From the old French word for knighthood, "chevalerie", the art of being a chevalier (a knight or horseman).
This was originally a system by which mounted warriors were to act, but while service to their people is touched upon the general goal of medieval knights was not saving many a damsel in distress, devotion to God, or enforcing justice; most knights defined chivalry as warfare and obtaining fame and fortune in the name of their king(s) and without any display of cowardice in battle. In a sense, it's hardly different from joining the military for the benefits that it offers, including the money that pours in from the business of war. Chivalry was basically a boy's culture: fighting other men, riding horses, power and profit and the ability to exploit that power.
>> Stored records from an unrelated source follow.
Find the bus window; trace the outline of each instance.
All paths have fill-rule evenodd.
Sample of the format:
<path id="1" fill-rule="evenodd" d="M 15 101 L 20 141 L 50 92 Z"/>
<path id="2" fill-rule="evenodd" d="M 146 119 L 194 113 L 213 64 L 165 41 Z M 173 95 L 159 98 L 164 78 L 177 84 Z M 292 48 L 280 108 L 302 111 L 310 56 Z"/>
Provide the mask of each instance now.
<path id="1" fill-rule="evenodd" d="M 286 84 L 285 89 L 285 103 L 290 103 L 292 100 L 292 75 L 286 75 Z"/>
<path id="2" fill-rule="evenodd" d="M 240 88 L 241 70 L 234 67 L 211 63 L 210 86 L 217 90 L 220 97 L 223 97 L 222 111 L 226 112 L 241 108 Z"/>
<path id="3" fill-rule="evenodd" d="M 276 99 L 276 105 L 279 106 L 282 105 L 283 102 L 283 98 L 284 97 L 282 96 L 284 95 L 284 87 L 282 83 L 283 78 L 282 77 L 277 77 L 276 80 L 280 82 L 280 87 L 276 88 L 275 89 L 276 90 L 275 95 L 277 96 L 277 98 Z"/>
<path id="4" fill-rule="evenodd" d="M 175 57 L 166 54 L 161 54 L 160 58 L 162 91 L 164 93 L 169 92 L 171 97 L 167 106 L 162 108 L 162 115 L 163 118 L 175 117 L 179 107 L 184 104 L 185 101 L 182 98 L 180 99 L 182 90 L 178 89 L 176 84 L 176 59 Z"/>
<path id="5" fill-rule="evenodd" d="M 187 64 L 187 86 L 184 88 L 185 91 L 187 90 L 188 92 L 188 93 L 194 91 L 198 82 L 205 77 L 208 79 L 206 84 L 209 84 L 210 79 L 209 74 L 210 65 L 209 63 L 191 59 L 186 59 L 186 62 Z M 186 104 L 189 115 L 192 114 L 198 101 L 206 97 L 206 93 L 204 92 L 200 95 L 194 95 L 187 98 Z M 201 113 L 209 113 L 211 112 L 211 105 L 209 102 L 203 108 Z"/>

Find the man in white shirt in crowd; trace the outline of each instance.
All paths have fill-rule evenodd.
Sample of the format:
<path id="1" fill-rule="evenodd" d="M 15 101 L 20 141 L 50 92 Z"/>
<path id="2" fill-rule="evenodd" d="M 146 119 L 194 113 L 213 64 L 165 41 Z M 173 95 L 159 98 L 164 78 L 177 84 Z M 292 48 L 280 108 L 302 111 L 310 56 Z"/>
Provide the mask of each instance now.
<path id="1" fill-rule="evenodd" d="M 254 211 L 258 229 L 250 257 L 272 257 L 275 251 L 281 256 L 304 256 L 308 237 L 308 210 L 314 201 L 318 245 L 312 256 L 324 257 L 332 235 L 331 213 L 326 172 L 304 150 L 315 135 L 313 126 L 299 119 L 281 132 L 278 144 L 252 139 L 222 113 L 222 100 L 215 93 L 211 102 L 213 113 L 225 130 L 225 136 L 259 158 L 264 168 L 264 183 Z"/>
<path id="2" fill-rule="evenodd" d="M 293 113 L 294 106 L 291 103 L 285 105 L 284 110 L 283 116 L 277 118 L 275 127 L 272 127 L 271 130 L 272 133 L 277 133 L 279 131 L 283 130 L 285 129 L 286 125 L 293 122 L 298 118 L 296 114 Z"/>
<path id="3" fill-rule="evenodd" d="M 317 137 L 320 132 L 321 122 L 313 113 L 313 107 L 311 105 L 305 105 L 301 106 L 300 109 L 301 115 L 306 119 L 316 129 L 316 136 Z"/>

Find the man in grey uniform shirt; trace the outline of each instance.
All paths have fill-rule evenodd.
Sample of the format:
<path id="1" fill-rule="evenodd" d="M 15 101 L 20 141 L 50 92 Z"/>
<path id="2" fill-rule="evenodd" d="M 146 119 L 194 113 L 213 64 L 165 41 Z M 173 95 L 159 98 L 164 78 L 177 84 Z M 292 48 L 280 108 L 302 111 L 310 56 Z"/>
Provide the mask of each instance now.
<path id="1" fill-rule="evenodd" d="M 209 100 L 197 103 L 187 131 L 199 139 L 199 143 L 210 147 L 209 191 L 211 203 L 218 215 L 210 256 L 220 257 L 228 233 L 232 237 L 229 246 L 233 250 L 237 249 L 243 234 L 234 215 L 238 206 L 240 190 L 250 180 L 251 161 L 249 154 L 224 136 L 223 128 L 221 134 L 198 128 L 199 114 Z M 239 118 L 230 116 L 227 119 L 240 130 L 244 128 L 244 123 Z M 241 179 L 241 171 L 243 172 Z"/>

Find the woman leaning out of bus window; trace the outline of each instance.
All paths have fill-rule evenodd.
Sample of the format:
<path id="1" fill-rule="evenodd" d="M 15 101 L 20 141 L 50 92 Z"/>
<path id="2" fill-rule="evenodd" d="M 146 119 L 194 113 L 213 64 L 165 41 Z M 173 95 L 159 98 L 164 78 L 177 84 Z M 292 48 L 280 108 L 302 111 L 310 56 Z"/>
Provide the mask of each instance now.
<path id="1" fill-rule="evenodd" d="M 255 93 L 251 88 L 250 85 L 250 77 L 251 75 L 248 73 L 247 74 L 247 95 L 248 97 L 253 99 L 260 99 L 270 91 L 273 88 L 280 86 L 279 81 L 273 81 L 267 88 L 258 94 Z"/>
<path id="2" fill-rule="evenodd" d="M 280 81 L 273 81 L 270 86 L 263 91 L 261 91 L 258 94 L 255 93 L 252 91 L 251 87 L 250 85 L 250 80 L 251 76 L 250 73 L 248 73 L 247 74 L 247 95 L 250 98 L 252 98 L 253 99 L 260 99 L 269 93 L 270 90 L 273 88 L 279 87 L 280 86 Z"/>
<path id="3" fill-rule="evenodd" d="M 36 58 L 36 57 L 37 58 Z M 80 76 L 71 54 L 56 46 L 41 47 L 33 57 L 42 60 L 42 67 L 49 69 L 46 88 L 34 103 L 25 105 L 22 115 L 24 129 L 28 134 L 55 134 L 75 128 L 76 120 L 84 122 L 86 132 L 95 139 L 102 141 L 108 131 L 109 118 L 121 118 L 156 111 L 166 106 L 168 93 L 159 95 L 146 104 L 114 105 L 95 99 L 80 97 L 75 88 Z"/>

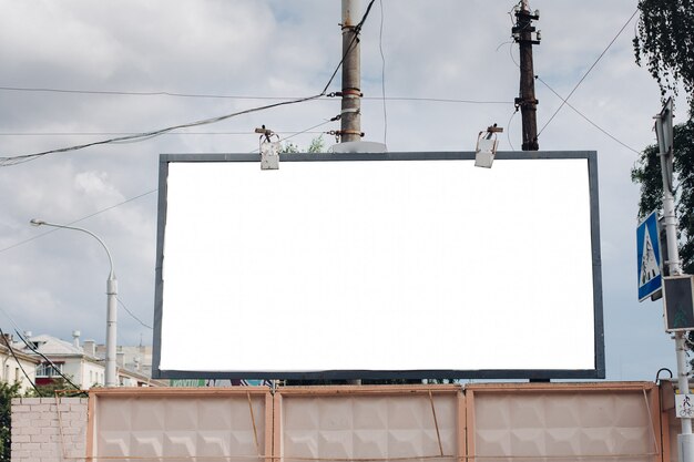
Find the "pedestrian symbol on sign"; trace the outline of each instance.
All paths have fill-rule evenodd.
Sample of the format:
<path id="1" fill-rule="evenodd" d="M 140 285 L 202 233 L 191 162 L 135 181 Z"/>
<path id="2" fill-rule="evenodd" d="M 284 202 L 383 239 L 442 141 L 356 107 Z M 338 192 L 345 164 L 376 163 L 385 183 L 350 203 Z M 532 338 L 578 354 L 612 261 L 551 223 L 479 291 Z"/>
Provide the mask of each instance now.
<path id="1" fill-rule="evenodd" d="M 657 215 L 651 213 L 636 228 L 636 263 L 639 300 L 643 301 L 663 286 L 662 255 L 657 232 Z"/>
<path id="2" fill-rule="evenodd" d="M 661 268 L 655 259 L 655 250 L 653 249 L 653 242 L 651 240 L 651 233 L 649 228 L 645 228 L 645 236 L 643 239 L 643 256 L 641 257 L 641 286 L 645 286 L 646 283 L 652 281 L 661 275 Z"/>

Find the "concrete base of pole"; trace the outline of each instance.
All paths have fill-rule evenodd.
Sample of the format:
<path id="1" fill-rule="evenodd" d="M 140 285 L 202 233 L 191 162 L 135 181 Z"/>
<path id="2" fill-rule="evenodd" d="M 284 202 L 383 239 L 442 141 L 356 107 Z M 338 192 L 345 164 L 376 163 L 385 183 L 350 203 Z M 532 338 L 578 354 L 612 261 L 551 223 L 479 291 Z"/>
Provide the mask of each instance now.
<path id="1" fill-rule="evenodd" d="M 694 433 L 677 435 L 677 460 L 680 462 L 694 461 Z"/>

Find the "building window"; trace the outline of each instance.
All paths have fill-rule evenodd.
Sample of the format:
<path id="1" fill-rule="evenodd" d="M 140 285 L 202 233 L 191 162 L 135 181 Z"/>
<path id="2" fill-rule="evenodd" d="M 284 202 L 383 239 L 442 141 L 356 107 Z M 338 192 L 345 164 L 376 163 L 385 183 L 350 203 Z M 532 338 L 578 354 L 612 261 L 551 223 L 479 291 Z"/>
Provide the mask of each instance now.
<path id="1" fill-rule="evenodd" d="M 42 362 L 37 366 L 37 377 L 59 377 L 63 371 L 62 362 Z"/>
The modern notion of chivalry as courtesy to women has tenuous links to chivalry as it was originally conceived. Perhaps courtly love (coined in 1883 to describe the worship of a married noblewoman by a lowly troubadour or knight and his vow to do great deeds in her honor) influenced this notion, but courtly love is, for all intents and purposes, adultery (very dangerous to both participants) and to what extent that courtly love was ever practiced remains unknown.
Chivalry, for the most part, was the opposite of the Geneva Convention; it was all about making a profit on war. The image of an honorable knight saving a fair maiden from a dragon is not much more than sheer fantasy, and most of it seems to stem from the Victorian era; the Victorians, in the midst of the Industrial Revolution, looked at the Middle Ages through rose colored glasses as an idyllic place of pre-industrial innocence, projecting their own ideals of men and women onto the knight and the damsel in distress. A real knight in shining armor was actually more like a trained assassin and the local rapist rolled into one and the damsel in distress, a helpless shrinking violet, never really existed.